Advertising Standards Across The Glazing Industry


The Glazing Industry & Advertising


The glazing industry has sadly been tarnished with a poor reputation from some practices in the 1980s and 1990s, and this negative view is still held by a large number of homeowners and in some parts of government despite the big improvements our industry has made in terms of being professional, raising standards and producing good quality, compliant installations.

It is in this context that it is crucial for the glazing industry to show the highest levels of professionalism in all its business activities both now and in the future. This includes advertising practices across the UK.

A number of high profile rulings across the glazing sector over the past few years mean that the Advertising Standards Agency (ASA) has an eye on our industry and quite rightly expects reform where any practices do not fall in line with its rules. 

We have been informed of a number of suspected non-compliant advertising and promotional activities (primarily on their own websites) by various installation companies which are likely to be reported to the ASA soon by a third party, which will throw further negative light on our industry and potentially cause harm to our combined reputation.  

As an example, companies who run campaigns with large discounts that seemingly run all year long are not compliant and do not highlight the industry, or themselves, in a positive light. Similarly, companies using ambiguous, exaggerated or unverified claims and taglines leave themselves open to criticism and potential complaints made to the ASA if clearly defined terminology isn’t used.

It is far better for us to adjust our practices to make them complaint ourselves before they are formally reported than have a negative spotlight shone on our industry, which has made such big strides in raising standards and reversing the now unfair negative view of our industry. We request that you reflect on your promotional activities to ensure they are in line with what is allowed by the ASA and make any adjustments needed prior to the potential investigation by the ASA.  


What Is The Advertising Standards Agency (ASA)?

The Advertising Standards Agency (ASA) is the UK’s independent advertising regulator and their role is to ensure ads placed across the UK media stick to the Advertising Codes. Under the advertising rules, it is the responsibility of advertisers to ensure they hold appropriate evidence to back up claims made in their ads. 

The ASA respond to concerns and complaints from consumers and business, and where necessary, will ban ads that misleading, harmful, offensive or irresponsible.


What Do The ASA Cover?

The ASA has a broad remit and the types of ads they deal with on complaints include the following:-

  • Press ads
  • Radio & TV ads
  • Internet, smartphone and tablet ads
  • Ad claims on companies’ own websites
  • Commercial email and text messages
  • Posters/billboards
  • Leaflets and brochures
  • Ads at the cinema
  • Direct mail, whether addressed to you personally or not


The ASA also cover Online Behavioural Advertising (OBA). OBA is the practice of collecting information from web browsers (cookies) so that it can be used to deliver ads that are pertinent to the user of that computer.


Future Campaigns

When looking at future marketing and advertising campaigns it is essential that all rules and regulations are met and we would strongly advise you to visit the ASA website. The ASA’s sister organisation, The Committee of Advertising Practice (CAP), have produced a series of helpful guides that assist companies adhere to The Advertising Code.

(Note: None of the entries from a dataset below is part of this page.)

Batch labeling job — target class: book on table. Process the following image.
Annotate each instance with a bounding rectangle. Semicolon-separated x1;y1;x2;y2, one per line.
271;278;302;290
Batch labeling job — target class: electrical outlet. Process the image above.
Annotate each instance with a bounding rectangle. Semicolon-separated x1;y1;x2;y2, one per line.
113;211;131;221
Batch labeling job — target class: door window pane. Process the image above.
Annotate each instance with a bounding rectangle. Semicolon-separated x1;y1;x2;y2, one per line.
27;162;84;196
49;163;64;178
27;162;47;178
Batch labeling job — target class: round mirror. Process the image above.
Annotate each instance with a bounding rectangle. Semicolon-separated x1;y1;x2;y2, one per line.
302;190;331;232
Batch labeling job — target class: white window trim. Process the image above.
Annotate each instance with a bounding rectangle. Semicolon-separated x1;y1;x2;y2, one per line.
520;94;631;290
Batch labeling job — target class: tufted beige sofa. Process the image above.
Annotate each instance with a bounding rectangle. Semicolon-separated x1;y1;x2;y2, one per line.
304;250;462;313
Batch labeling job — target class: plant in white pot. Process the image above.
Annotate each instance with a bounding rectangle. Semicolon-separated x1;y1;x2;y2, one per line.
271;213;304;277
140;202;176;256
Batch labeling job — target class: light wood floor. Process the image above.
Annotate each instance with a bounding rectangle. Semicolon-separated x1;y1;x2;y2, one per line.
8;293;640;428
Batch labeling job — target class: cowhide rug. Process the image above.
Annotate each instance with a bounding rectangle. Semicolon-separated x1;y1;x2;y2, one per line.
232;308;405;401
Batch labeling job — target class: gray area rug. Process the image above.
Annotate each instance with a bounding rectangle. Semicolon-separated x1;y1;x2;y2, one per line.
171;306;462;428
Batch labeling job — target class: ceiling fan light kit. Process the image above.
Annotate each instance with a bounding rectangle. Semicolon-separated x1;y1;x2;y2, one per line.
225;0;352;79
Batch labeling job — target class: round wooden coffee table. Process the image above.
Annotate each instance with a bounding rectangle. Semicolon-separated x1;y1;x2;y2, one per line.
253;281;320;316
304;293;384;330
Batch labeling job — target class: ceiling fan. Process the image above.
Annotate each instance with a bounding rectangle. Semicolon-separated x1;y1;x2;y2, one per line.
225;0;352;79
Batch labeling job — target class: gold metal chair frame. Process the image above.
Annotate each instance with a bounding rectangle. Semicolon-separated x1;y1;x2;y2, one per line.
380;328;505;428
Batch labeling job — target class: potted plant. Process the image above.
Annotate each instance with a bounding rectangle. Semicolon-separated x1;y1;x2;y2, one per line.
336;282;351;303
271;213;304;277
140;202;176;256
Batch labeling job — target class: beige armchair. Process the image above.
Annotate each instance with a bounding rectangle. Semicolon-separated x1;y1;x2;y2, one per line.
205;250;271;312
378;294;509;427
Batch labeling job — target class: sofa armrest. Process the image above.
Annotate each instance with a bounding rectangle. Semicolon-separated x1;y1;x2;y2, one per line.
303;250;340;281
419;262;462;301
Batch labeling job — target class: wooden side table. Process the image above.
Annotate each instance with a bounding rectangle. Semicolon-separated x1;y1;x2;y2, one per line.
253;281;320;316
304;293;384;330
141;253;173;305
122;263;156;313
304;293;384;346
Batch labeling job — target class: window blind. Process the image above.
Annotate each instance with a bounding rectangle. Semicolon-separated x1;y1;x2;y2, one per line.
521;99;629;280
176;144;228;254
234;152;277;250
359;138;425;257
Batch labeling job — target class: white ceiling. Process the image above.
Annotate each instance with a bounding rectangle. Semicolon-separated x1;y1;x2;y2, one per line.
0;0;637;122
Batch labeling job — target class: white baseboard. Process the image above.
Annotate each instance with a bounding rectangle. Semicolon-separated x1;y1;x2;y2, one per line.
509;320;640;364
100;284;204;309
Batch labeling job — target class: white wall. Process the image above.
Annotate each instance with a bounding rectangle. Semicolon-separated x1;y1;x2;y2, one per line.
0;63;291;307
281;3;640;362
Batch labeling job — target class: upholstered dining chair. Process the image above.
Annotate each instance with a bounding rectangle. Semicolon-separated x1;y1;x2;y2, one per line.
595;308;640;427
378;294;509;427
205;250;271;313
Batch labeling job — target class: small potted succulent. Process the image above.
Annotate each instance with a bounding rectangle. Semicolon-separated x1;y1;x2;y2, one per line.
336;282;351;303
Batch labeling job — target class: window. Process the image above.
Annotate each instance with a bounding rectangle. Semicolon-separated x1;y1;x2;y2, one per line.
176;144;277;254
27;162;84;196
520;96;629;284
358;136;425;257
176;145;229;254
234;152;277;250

For more information on OBA and the ASA Guides they provide you can visit their website here.

The ASA also have a Copy Advice Team who can provide free advice to companies on their non- broadcast marketing communications and the likelihood of whether they would be acceptable under the Advertising Code. You can call them on 020 7492 2100 should you have any enquiries.

Enhancing The Industry's Reputation


The glazing sector, in its entirety, has done a huge amount of work over an extended period of time to put itself in a position of trust with homeowners. It now has the opportunity to showcase itself across the UK as consumers, with ever increasing expectations, look at how to improve their home working environment as a result of the pandemic. Only the highest possible standards across all business activity will do if the industry is to meet those expectations.